Gilderbloom’s work with both thinkers created a lasting impact on his approach to cities. His prescription for downtown has simple two first steps: Fix the streets and fix the pollution. 

Mies van der Rohe's American Life Building on Main Street in Louisville. - Rucker
Rucker
Mies van der Rohe's American Life Building on Main Street in Louisville.

As conversations loom on what to do about Louisville’s downtown, the Humana building is embroiled in a lawsuit with the firm of famed architect Michael Graves who designed the former tower that housed Humana’s headquarters. 

Humana alleges that inspections in 2019 found faulty construction and evidence that it had been hidden behind drywall and that other corners were cut in significant design and structural areas of the building. 

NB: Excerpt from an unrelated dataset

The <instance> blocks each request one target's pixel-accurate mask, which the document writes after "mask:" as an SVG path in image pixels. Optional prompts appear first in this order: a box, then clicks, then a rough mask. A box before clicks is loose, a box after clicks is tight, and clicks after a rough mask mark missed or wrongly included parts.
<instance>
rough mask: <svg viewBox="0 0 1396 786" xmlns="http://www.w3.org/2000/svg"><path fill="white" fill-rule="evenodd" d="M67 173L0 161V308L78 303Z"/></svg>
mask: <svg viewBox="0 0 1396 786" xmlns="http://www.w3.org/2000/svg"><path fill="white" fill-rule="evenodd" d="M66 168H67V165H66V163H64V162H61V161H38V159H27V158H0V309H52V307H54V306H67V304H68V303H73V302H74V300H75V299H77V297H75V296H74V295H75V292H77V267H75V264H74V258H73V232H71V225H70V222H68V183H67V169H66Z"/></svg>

With the tower tied up in litigation, it is unclear when or if it will be used for a new purpose. 

Gilderbloom would hate to see it torn down.

Some have suggested retrofitting the Humana tower or other buildings for housing but with the lawsuit and issues with the tower that doesn’t seem to be the course of action. 

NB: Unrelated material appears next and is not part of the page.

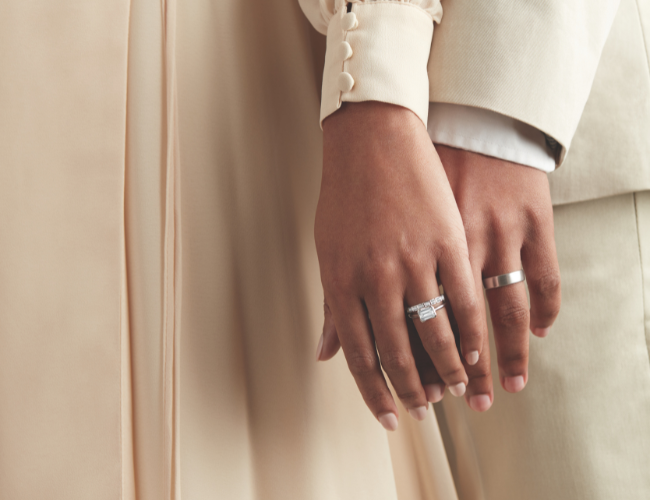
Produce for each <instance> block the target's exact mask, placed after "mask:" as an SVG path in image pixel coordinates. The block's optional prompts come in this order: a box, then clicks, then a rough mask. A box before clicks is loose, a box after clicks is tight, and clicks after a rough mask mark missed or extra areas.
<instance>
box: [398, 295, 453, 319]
mask: <svg viewBox="0 0 650 500" xmlns="http://www.w3.org/2000/svg"><path fill="white" fill-rule="evenodd" d="M443 307H445V296H444V295H440V296H439V297H435V298H433V299H431V300H428V301H426V302H422V303H421V304H417V305H415V306H411V307H409V308H408V309H407V310H406V315H407V316H408V317H409V318H411V319H413V318H420V321H421V322H422V323H424V322H425V321H428V320H430V319H433V318H435V317H436V316H437V314H436V311H439V310H440V309H442V308H443Z"/></svg>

Gilderbloom does believe that housing in downtown can be addressed and that it shouldn’t be another “luxury” housing development. 

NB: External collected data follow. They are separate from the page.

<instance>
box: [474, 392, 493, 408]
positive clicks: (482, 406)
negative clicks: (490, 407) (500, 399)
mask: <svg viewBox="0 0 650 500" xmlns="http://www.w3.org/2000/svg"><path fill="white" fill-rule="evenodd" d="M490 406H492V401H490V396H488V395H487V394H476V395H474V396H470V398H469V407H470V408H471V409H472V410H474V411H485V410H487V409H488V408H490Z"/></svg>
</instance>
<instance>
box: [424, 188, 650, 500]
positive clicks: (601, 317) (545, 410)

A project that he has consulted on with Underhill Associates involves a conversion of the former Louisville Urban Government Center and Old Baptist Hospital in the Paristown Pointe neighborhood. There was some scandal, according to Gilderbloom, in that the city sold the property for cheap to be razed and used for luxury housing. 

“But, imagine 300,000 square feet of housing, 300,000 square feet, which could create 200 – 300 housing units, and that could help the elderly.

There’s a market for that. And, of course, students going to Bellarmine and downtown.”

The luxury market, which is accustomed to living with a view, would likely be remiss to find the area as desirable because of the lack of a view. 

“The view and the location, and so on is not one that people who wanna buy a luxury house like, or who are used to along the river are going to reject.” 

A final note

The loss of large businesses in the downtown core is more than an economic shift for businesses, there is a shift in the culture and not just in Louisville, in no small part, due to the COVID-19 pandemic. Workers learned to work at home and when the restrictions of the pandemic were lifted, these same workers refused to return to fluorescent-lit offices and a lack of free movement. 


In Louisville, we are looking at three major towers being vacated. In cities like New York, this is closer to 30 empty buildings. 

According to a January 2024 CBS news report, the effects of empty office spaces could ricochet through the economy because of the way these buildings are financed, at least in places like New York City. The risk of real estate firms not being able to make their rent and potentially defaulting on loans could increase the risk for banks (and taxpayers) who often have to bear the cost of failed industry. See the recession of 2008 and the auto industry collapse. 

But that risk doesn’t translate to the way people are working now. In short, it’s not the fault of the worker. It’s time for the industries to adapt. 

According to CBS, “By some estimates, the price of office buildings has tanked by as much as 40% since the pandemic. At Columbia Business School, real estate professor Stijn Van Nieuwerburgh has modeled out the impact of hybrid work on pricing. He calls it a “train wreck in slow motion.”

In the article Van Nieuweburgh also said that reimagining these spaces can and should be “ambitious” with the use of both private and public monies. 

“We no longer have to live where we work,” Van Nieuwerburg said in the piece. “And that’s a very transformational idea. And I believe society is only at the beginning of realizing the full potential of that idea.”

In Louisville, we are also standing on that same precipice. What do we do if business isn’t at the core of our cities? How do we maintain a strong urban center that serves our city in a way that keeps the cultural integrity intact?

It seems that the answer is both simple and complex and best summed up in a single phrase, one that has aided humans throughout our time on the planet. Innovate.

We need to innovate to survive and the same can be said for our cities. Innovation is the way that we will create the paradigm of living in our new post-COVID, post-office, world.